Jeremy Pollack, an engineer on the DNA Pipeline Team, and I presented together at QCon San Francisco this week. It was a real tag team effort from two different points-of-view – the “Manager” and the “Developer” view of the same project. Having both of us on stage was a first, but it seemed to work really well. We kept the focus on how Ancestry.com uses Hadoop and HBase to scale the DNA matching steps in the pipeline. It is a bit intimidating to be presenting at the same time Facebook is talking about how they do Continuous Delivery, but we had a large crowd who were interested in our tech story.
I started the presentation with an informal survey. I asked people to raise their hands if they were using Hadoop, and to keep their hands up if they were also using HBase (about ½ the Hadoop hands went down), and then finally asked them to keep their hand up if they were doing anything at all with DNA. To my surprise, one hand was still in the air. I immediately pointed to that hand and asked the individual to come up after the talk. I ended up meeting Eric Turcotte, a Solutions Architect working on “technology pipeline solutions” at Monsanto. It just so happens that they use Hadoop and HBase to create pipelines to process plant DNA. I was really glad he stuck around after the talk. Finding someone else working with the same technologies (plants, not humans) was really unexpected.
The AncestryDNA project really is an AGILE software development story with population geneticists and bioinformatics PhDs working alongside software engineers to create a unique product that provides another way to deliver family history discoveries to our users.

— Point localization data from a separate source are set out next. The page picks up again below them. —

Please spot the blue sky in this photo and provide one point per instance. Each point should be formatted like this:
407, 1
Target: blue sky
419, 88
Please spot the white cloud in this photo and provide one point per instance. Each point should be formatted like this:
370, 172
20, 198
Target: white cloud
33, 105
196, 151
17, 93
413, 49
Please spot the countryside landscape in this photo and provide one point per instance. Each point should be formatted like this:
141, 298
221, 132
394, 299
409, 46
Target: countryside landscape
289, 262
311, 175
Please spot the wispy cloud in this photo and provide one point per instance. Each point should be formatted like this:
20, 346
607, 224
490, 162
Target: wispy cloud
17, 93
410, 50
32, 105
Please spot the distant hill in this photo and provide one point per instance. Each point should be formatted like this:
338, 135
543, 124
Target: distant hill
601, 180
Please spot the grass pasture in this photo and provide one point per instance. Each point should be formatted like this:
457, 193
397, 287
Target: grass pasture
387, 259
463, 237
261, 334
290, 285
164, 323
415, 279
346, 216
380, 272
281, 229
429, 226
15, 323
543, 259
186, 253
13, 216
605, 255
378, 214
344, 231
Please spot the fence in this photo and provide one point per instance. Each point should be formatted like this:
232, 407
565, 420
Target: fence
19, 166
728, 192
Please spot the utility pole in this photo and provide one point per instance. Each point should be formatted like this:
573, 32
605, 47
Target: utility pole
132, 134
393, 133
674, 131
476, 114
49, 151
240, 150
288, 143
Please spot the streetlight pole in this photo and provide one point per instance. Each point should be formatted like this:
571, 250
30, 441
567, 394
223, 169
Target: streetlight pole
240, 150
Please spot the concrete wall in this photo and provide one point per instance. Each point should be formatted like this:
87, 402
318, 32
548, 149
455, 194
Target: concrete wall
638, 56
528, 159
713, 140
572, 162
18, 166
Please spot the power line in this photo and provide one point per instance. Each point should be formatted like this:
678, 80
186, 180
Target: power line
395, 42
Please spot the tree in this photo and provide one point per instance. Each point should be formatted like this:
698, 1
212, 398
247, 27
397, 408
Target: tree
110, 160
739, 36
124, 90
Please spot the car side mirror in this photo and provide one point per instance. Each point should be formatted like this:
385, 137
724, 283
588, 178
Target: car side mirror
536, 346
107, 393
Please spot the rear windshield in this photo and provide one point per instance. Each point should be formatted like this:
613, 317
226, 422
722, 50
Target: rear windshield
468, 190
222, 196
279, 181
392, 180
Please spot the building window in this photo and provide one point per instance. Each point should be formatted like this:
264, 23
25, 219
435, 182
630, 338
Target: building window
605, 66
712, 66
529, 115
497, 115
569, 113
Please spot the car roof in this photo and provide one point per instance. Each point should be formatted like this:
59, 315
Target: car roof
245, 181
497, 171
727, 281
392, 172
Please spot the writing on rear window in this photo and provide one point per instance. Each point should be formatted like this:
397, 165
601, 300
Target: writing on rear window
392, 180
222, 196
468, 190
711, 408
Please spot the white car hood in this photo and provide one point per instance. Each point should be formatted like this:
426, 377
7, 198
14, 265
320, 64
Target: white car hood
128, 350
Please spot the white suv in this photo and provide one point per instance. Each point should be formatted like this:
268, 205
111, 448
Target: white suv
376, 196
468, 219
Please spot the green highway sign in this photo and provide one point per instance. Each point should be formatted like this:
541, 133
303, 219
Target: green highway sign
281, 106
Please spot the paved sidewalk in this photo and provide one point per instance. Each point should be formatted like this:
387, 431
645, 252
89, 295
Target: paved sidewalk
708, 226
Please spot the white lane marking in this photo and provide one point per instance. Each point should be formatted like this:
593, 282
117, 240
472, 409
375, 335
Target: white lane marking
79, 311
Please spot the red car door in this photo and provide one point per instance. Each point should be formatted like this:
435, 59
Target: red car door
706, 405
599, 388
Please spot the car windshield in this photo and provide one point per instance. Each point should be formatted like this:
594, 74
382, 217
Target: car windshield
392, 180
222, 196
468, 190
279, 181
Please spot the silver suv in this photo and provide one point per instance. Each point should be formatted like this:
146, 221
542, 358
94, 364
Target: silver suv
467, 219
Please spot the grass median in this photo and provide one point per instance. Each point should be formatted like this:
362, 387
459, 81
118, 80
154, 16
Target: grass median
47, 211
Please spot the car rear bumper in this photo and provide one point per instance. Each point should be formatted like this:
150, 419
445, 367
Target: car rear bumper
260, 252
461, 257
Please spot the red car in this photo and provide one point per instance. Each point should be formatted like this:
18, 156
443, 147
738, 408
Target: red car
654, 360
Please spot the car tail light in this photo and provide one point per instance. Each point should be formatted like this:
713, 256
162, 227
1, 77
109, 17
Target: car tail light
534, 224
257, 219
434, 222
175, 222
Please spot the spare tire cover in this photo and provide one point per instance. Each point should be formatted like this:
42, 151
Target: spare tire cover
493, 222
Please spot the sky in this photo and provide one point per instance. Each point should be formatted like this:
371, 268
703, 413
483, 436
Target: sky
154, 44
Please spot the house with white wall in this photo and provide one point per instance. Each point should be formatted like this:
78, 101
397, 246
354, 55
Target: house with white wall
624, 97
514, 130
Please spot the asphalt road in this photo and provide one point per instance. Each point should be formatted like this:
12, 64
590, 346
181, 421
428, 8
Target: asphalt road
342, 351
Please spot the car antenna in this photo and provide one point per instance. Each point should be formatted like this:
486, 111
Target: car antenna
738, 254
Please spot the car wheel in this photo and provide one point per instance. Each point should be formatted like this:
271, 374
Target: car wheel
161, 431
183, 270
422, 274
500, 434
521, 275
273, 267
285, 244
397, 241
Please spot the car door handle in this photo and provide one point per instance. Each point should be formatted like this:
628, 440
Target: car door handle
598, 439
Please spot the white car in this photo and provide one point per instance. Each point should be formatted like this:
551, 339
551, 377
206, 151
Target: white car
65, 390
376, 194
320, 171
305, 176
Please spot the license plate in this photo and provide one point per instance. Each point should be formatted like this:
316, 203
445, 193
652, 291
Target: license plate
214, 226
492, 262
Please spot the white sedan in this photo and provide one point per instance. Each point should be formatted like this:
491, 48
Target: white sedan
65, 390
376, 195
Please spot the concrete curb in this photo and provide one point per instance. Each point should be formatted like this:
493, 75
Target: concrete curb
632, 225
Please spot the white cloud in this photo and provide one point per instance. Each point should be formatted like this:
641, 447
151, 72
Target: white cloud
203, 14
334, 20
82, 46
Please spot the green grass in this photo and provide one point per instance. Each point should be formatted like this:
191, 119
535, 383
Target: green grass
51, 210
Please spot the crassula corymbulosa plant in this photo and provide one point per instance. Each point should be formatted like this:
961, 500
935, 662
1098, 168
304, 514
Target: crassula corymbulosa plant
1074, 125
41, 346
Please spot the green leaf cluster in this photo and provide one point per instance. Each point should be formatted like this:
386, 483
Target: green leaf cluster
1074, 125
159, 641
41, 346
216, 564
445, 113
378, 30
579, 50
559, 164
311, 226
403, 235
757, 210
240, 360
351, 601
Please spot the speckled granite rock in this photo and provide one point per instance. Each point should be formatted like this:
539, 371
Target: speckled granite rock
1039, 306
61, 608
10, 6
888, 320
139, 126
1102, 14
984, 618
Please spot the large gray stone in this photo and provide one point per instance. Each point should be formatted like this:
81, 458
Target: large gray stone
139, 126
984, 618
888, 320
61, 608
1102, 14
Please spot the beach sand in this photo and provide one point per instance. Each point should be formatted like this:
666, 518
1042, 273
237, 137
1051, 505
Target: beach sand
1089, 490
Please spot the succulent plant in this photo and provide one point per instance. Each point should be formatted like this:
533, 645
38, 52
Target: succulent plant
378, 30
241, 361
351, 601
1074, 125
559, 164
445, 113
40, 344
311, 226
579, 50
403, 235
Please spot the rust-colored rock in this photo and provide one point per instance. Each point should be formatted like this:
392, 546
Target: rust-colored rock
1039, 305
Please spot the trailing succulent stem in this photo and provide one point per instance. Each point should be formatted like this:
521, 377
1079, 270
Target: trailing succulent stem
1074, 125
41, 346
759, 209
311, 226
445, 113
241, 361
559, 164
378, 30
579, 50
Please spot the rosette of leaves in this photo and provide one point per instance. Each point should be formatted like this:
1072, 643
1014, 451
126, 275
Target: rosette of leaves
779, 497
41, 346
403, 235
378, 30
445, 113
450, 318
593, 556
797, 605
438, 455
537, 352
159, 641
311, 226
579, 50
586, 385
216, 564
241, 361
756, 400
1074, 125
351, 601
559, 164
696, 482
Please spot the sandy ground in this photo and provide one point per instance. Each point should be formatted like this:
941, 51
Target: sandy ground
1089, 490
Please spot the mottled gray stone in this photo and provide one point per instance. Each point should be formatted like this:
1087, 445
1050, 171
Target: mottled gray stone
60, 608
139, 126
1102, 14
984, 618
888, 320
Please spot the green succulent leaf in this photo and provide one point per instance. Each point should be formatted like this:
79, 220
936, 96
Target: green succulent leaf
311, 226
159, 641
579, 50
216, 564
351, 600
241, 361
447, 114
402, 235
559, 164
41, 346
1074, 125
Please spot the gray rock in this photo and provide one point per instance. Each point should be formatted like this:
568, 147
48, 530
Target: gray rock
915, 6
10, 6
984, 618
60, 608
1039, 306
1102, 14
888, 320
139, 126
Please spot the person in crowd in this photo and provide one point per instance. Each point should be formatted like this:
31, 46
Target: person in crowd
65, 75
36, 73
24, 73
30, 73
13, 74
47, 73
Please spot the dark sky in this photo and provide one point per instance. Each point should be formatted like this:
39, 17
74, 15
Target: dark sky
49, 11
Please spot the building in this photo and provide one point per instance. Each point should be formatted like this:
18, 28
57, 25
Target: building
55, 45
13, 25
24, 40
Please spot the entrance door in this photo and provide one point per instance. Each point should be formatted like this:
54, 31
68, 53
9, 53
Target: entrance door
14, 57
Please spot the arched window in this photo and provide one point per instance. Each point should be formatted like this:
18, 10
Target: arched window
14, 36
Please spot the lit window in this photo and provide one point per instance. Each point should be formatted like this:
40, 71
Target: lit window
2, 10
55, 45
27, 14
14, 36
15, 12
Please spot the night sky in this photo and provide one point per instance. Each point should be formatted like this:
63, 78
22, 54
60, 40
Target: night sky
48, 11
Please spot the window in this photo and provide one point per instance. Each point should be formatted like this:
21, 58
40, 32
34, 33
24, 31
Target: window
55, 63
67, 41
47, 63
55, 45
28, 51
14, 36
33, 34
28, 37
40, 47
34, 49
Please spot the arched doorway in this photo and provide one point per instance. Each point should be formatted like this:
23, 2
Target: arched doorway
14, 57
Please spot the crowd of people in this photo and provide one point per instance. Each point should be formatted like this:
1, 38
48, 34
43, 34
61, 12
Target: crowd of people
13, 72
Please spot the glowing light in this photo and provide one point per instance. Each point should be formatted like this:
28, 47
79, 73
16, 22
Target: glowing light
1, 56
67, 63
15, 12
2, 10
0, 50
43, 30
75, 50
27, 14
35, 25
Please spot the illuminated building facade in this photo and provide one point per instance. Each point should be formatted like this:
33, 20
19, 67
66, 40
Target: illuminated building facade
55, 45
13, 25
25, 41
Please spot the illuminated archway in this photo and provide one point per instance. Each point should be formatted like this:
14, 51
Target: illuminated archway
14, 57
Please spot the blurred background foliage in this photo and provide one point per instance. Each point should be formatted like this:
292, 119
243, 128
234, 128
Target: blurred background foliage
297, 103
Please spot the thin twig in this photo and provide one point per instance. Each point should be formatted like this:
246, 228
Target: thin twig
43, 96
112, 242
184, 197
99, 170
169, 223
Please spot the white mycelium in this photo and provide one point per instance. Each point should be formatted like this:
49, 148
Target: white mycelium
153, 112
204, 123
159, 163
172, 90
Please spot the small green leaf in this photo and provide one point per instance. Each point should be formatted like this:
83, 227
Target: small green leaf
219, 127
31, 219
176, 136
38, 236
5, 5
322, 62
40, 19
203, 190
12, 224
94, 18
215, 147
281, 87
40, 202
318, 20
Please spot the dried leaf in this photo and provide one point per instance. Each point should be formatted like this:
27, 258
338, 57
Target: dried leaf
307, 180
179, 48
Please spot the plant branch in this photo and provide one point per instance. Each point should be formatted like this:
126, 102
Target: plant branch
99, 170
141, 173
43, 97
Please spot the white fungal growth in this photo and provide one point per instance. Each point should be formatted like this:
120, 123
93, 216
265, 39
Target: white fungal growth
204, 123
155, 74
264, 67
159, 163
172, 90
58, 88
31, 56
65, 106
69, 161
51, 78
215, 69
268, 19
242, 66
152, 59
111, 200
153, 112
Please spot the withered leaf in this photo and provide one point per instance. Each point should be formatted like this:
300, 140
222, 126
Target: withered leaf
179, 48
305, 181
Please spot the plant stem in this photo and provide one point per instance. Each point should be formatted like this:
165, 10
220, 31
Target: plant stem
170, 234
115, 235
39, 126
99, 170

We followed a “measure everything” principle that clearly showed us the steps in our pipeline and predicted with surprising accuracy exactly when they would become a problem. As the slide below shows, there were three different pain points:
- Static steps that were linear based on the sample size we were processing (we usually add 1,000 samples each run). For the most part, we were aware of these steps, but could ignore them.
- Linear steps that grew as the DNA pool size grew. We had to watch these and continually make tweaks to get improvements.
- Time bombs – the steps that were going quadratic. Specifically, the matching steps in the pipeline. No getting around it, these steps had to be addressed.
This lead to a complete rewrite of the GERMLINE DNA matching algorithm using Hadoop and HBase (we call the rewrite “Jermline”) that resulted in a 1700% performance improvement. The graph below shows the dramatic results we achieved after releasing Jermline. It really was a huge, innovative step forward.
What advantages do we get from these technologies? HBase allows us to hold our results permanently between runs; it provides an easy way to continually add new samples (simply add another column to the table), and an efficient way to retrieve and compare the data during the matching step. Hadoop allows us to run multiple samples in parallel, and process the DNA data quickly and efficiently. Hadoop and HBase have been the right tools to get the job done.
Ancestry.com will continue to evolve our DNA product and improve the matching. As the total DNA pool grows in size, we’ll face and resolve new technical challenges. I’ll keep you posted.
Finally, anytime you do a presentation there is always feedback. At QCon the crowd can pick a green card, yellow card, or red card. Pretty obvious how you’re voting. We had 219 people attend (5 walked out), our color scores were: 61% green, 37% yellow, and 2% red. It just proves that developers are a tough crowd to please. I welcome comments from anyone who was at the presentation or anyone who looks through the slides.